Ammon News - British inflation held at 2.0% last month, defying forecasts for a slight fall, and strong underlying price pressures prompted investors to rein back on bets that the Bank of England will cut interest rates for the first time since 2020 next month.
Strong increases in hotel prices were partly to blame for the higher-than-expected inflation number, underscoring the BoE's concerns about price pressures in the services sector.
Economists had mostly expected that headline consumer price inflation would ease to 1.9% in the 12 months to June, extending its drop from a peak of 11.1% in October 2022.
Inflation for services was 5.7%, the Office for National Statistics said, unchanged from May.
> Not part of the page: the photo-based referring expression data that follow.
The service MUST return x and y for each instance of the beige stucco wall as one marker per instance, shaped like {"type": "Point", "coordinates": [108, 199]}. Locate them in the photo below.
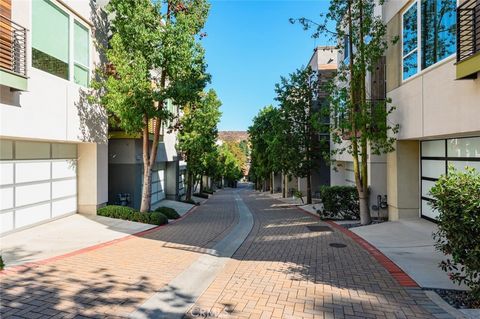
{"type": "Point", "coordinates": [403, 180]}
{"type": "Point", "coordinates": [55, 110]}
{"type": "Point", "coordinates": [92, 177]}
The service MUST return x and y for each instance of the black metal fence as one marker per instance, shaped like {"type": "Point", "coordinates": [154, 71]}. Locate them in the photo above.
{"type": "Point", "coordinates": [13, 47]}
{"type": "Point", "coordinates": [468, 29]}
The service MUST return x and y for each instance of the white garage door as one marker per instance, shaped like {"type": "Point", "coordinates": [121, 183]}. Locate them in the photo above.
{"type": "Point", "coordinates": [158, 186]}
{"type": "Point", "coordinates": [35, 191]}
{"type": "Point", "coordinates": [437, 156]}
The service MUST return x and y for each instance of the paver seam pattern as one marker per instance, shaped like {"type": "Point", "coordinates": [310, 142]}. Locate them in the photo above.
{"type": "Point", "coordinates": [114, 280]}
{"type": "Point", "coordinates": [284, 271]}
{"type": "Point", "coordinates": [402, 277]}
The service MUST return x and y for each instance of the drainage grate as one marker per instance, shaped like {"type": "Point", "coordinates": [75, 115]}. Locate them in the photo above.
{"type": "Point", "coordinates": [337, 245]}
{"type": "Point", "coordinates": [318, 228]}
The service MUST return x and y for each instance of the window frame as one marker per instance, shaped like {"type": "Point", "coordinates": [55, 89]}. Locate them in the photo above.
{"type": "Point", "coordinates": [75, 63]}
{"type": "Point", "coordinates": [419, 71]}
{"type": "Point", "coordinates": [72, 18]}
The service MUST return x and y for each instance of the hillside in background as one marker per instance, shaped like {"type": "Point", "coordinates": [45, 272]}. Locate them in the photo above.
{"type": "Point", "coordinates": [232, 136]}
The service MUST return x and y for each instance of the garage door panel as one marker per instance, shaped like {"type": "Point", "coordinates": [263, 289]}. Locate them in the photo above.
{"type": "Point", "coordinates": [428, 211]}
{"type": "Point", "coordinates": [32, 215]}
{"type": "Point", "coordinates": [6, 173]}
{"type": "Point", "coordinates": [32, 172]}
{"type": "Point", "coordinates": [6, 221]}
{"type": "Point", "coordinates": [64, 169]}
{"type": "Point", "coordinates": [29, 194]}
{"type": "Point", "coordinates": [64, 206]}
{"type": "Point", "coordinates": [6, 198]}
{"type": "Point", "coordinates": [64, 188]}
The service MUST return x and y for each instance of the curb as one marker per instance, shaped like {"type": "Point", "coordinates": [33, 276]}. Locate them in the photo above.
{"type": "Point", "coordinates": [400, 276]}
{"type": "Point", "coordinates": [31, 265]}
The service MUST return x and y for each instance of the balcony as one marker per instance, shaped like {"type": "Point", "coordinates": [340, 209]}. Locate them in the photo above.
{"type": "Point", "coordinates": [468, 39]}
{"type": "Point", "coordinates": [13, 55]}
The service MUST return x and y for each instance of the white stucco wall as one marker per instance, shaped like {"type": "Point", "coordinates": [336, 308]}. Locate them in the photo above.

The Reuters poll had pointed to a slightly weaker 5.6% increase.
Rate futures showed investors saw a roughly one in three chance of a BoE rate cut on Aug. 1, the date of its next scheduled monetary policy announcement, down from almost 50-50 before the inflation data.
Sterling briefly rose against the dollar after the data was published before returning to just above its pre-release level.
Data due on Thursday is expected to show wages growing slightly less strongly than in data published a month ago but still rising by almost 6% - roughly double the rate that would be compatible with keeping inflation at 2%.
The BoE is due to announce its next decision on interest rates on Aug. 1 and investors see a roughly 50% chance of a first cut to borrowing costs since 2020.